Other issues in the review

The review contains a number of other recommendations around disclosure of charges and additional Continuing Professional Development requirements for pension transfer specialists involved in advising on DB transfers.

Comment

It is disappointing that it has taken five years since the introduction of pension freedoms and a number of high-profile cases for the FCA to reach this point. Whether this is the final word on the ongoing saga of DB transfers, and whether at some stage in the future there will be an outright ban on DB to DC transfers, remains to be seen. The FCA has always remained of the view that advisers should start from the point that a transfer is not in the interests of a member, but it still feels members are being advised to transfer in too many cases.

We have already seen a large reduction in the number of advisers in the DB transfer market and this trend is likely to continue. Whether the cost of transfer advice will fall as the FCA intends, or be driven up by a lack of supply, remains to be seen. The requirement for advisers to charge a potentially substantial fee up front for giving advice that could well be not to transfer could, in itself, reduce the number of transfers in the future. This is compounded by such higher charges needing to be met from member savings where a transfer does not proceed.
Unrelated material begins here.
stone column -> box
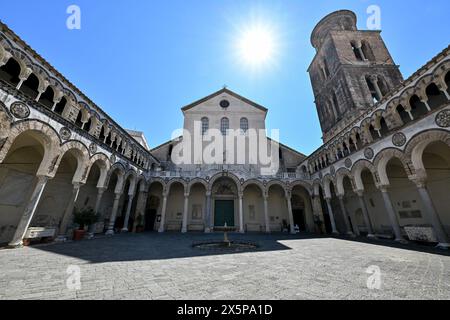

Abridged advice could solve this problem, filtering out those members for whom a transfer is not in their interests given their circumstances. However, it seems most of the work necessary for the full advice process needs to be carried out in order to provide the abridged advice service. Therefore, in making it affordable to members, financial advisers are going to struggle to avoid cross-subsidisation between those that proceed to transfer and those that do not.

If members are put off by the new resulting charging structures, both bulk transfer and “preferred adviser” projects may become more attractive if DB trustees and/or DB scheme sponsors feel members are not considering an option that could be in their best interests.

Whilst we expect those advisers we deal with to be largely unaffected; we are following up with them individually to understand any impact on the services they can provide to our clients in the bulk and preferred adviser spaces.

Trustees who have appointed a preferred adviser, or are in the process of doing so, should consider whether this new guidance impacts on those agreements and how to communicate any changes to scheme members.